Nu Ceti

Observation data Epoch J2000.0 Equinox J2000.0
- Constellation: Cetus
- Right ascension: 02^{h} 35^{m} 52.473^{s}
- Declination: +05° 35′ 35.69″
- Apparent magnitude (V): 4.86 + 9.08 (visual companion)

Characteristics
- Spectral type: G8III + F7V (visual companion)
- U−B color index: 0.52
- B−V color index: 0.88

Astrometry
- Radial velocity (R_{v}): 4.81±0.02 km/s
- Proper motion (μ): RA: −26.51±0.25 mas/yr Dec.: −22.32±0.22 mas/yr
- Parallax (π): 9.59±0.23 mas
- Distance: 340 ± 8 ly (104 ± 3 pc)
- Absolute magnitude (M_{V}): −0.415

Orbit
- Primary: ν Ceti A
- Period (P): 714.48±0.15 days
- Eccentricity (e): 0.274±0.005
- Periastron epoch (T): 53364.9±1.9
- Argument of periastron (ω) (secondary): 119.5±1.1°
- Semi-amplitude (K_{1}) (primary): 5.09±0.03 km/s

Details

Aa
- Mass: 2.65 M_{☉}
- Radius: 15.87+1.06 −2.19 R_{☉}
- Luminosity: 161.4±7.9 L_{☉}
- Surface gravity (log g): 2.56 cgs
- Temperature: 5,164+417 −164 K
- Age: 537 Myr

B
- Mass: 1.124 M_{☉}
- Radius: 1.075 R_{☉}
- Luminosity: 1.421 L_{☉}
- Surface gravity (log g): 4.36 cgs
- Temperature: 6,077 K
- Age: 1.3 Gyr
- Other designations: Struve 281, 78 Ceti, BD+04°418, HD 16161, HIP 12093, HR 754, SAO 110635, WDS J02359+0536

Database references
- SIMBAD: data

= Nu Ceti =

Binary star system in the constellation Cetus

Nu Ceti is a binary star system in the equatorial constellation of Cetus. Its name is a Bayer designation that is Latinized from ν Ceti, and abbreviated ν Ceti or ν Cet. This system is visible to the naked eye as a faint point of light with a combined apparent visual magnitude of 4.86. It is located approximately 340 light years distant from the Sun, based on parallax measurements, and is drifting further away with a radial velocity of 4.8 km/s. Nu Ceti is believed to be part of the Ursa Major stream of co-moving stars.
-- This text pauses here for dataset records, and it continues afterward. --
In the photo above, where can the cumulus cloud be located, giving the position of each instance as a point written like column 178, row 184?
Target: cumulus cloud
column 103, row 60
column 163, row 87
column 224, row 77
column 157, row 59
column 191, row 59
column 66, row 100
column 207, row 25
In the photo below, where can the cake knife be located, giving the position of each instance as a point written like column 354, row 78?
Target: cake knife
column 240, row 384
In Chinese, 天囷 (Tiān Qūn), meaning Circular Celestial Granary, refers to an asterism consisting of α Ceti, κ^{1} Ceti, λ Ceti, μ Ceti, ξ^{1} Ceti, ξ^{2} Ceti, ν Ceti, γ Ceti, δ Ceti, 75 Ceti, 70 Ceti, 63 Ceti and 66 Ceti. Consequently, the Chinese name for ν Ceti itself is "the Seventh Star of Circular Celestial Granary", Tiān Qūn Qī.
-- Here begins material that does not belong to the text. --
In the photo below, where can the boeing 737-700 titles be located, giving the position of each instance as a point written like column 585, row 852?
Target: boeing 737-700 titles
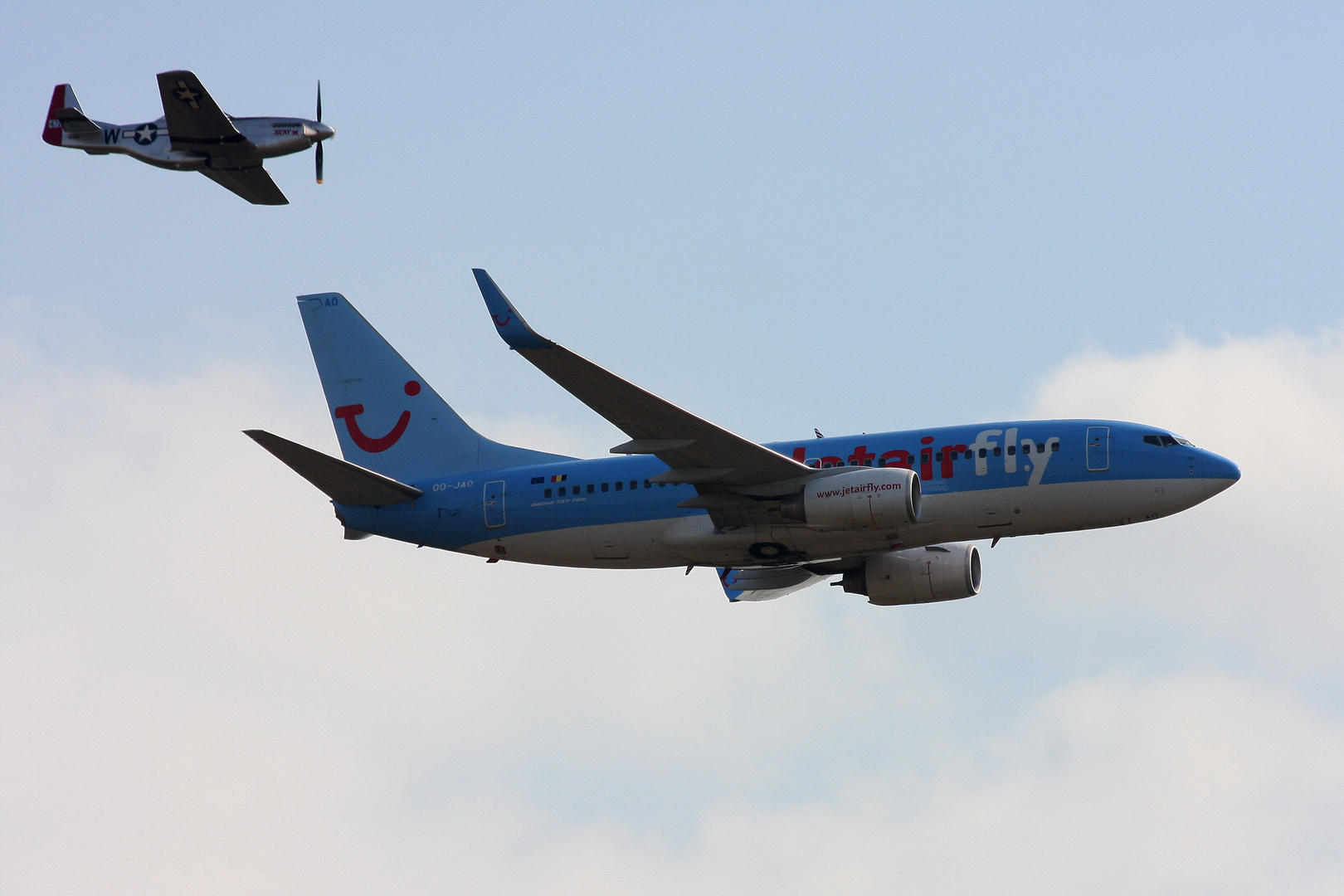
column 889, row 514
column 194, row 134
The primary, designated component A, forms a single-lined spectroscopic binary with an orbital period of 714.5 days and an eccentricity of 0.27. The visible component is a G-type giant star, currently on the horizontal branch, with a stellar classification of G8III. In addition to the spectroscopic companion there is a visual companion star which shares a common proper motion with Nu Ceti A, designated component B; an F-type main-sequence star with a class of F7V and a 9.08 apparent visual magnitude located 8.0 arcsec away. It was discovered by Struve.